January 21, 2005
BY ANDREW GREELEY
The nastiest letters this column attracts are from right- wing Catholics and militant atheists. Both groups are true believers, the former in the Catholicism of the 1950s, the latter in science. The mix of anger and triumph in their letters suggests that both have a deep emotional need for absolute certainty that drives them to rage at those who suggest that the world is a complicated place.
The atheists celebrate science. They reject religion because it is not “scientific.” They dismiss anything that suggests there are other sources of truth than “science” and thus claim an intellectual and moral superiority to those superstitious folk who believe in God. They rejoice therefore that the tsunami disaster proves there is no God.
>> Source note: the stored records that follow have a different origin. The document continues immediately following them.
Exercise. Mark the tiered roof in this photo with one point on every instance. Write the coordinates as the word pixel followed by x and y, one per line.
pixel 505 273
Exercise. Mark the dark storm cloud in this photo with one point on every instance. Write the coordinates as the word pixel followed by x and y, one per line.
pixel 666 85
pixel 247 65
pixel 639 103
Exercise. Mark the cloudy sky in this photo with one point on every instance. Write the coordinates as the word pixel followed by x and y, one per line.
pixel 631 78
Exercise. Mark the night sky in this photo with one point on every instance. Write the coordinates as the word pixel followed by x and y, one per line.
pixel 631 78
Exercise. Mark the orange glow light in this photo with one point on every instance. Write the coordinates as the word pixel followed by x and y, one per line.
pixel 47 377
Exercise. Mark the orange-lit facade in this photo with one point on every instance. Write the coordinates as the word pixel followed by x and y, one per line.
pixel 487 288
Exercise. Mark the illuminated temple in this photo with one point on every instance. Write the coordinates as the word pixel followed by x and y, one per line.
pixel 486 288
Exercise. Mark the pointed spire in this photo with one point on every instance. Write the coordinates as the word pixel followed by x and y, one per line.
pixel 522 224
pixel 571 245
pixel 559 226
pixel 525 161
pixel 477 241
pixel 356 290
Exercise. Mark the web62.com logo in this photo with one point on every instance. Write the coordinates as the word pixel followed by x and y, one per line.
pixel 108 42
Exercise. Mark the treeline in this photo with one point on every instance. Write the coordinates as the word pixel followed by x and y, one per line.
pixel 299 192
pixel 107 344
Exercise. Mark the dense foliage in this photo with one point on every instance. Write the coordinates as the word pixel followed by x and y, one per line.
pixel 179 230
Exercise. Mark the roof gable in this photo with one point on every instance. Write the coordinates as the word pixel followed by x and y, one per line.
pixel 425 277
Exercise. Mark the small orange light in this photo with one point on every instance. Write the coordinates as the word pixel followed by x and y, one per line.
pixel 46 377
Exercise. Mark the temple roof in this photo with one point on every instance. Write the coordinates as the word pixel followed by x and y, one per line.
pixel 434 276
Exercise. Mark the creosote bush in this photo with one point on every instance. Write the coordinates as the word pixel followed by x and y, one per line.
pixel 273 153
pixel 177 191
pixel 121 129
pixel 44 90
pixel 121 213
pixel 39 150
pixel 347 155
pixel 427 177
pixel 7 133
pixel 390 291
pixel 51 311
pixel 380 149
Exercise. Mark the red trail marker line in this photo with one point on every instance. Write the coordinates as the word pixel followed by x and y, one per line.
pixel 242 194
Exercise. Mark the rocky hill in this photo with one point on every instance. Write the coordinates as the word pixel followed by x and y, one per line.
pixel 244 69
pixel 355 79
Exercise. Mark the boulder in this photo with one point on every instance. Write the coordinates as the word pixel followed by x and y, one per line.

In fact all the tsunami proves is that a planet that has “plates” floating over its molten core will produce earthquakes as a cost of generating a “crust” on which there can be life. One might argue that it is the mission of creatures who live on the crust to co-create warning systems that predict quakes and tidal waves. Perhaps such efforts are similar to the co-creation of techniques that control the worst of human plagues.
Atheists will dismiss such a view as not “scientific.” Perhaps it is not because it cannot prove beyond any doubt the thesis of human co-creation. But neither can science disprove such a view, much less disprove the existence of goodness and love in the universe. Science simply does not have the tools to wrestle with such questions.
Many scientists don’t believe in God, but many do. According to a study of college faculties some years ago by sociologist Seymour Martin Lipset, scholars who are engaged in the “hard” disciplines such as physics and chemistry are more likely to believe in God than social scientists or “humanists.” Those who are inclined to reject God in the name of science are less likely to be engaged in science in the strictest sense of that word.
Sociology may well be the most problematic of the “sciences” not because we are airheads (though in truth some of us are) but because we deal with the most complicated of subjects – humans in society. I tell the students every year in my course on “God in the Movies” that, while we can talk about images people have of God and stories they tell about God, we cannot address the question of whether God is. Facetiously I say that God is never home when our interviewers call. More seriously we lack the tools to answer the question – though of course we have our own personal beliefs.
The same constraints apply to all sciences. None of them have the tools to explain why there is anything at all, why there is an arrangement of reality in complex patterns (quantum theory, for example) and what might be the direction of and purpose of reality. Anyone who claims that science can answer such ultimate questions is a charlatan.
It does not follow from this fact that there is a God, much less that knowledge and love animate the cosmos. All that follows is that science does not have all the answers and it is in the nature of the scientific enterprise that it cannot answer the ultimate questions. This fact, however, does not prevent some scientists pontificating as if they had the answers. There is nothing wrong with that, so long as it is clear that their answers do not flow from their science. I can argue the presence of love strongly suggests the presence of Love. But sociology doesn’t prove that – though it can prove that most people everywhere in the world do believe in God.
Where the competence of science ends, mystery begins – though there is bafflement at the outer edges of science too. The answers to the Big Questions cannot be attained through the methods of science but require other ways of knowledge – insight, intuition, faith, no matter which way the answers go. To decide whether there is purpose in human life – something that looks like gestation and birth – or whether it is all a tale told by an idiot, full of sound and fury, signifying nothing, requires a leap of faith, a venture into the darkness of mystery in search of light. Science can bring one to the edge of that darkness but is impotent beyond it.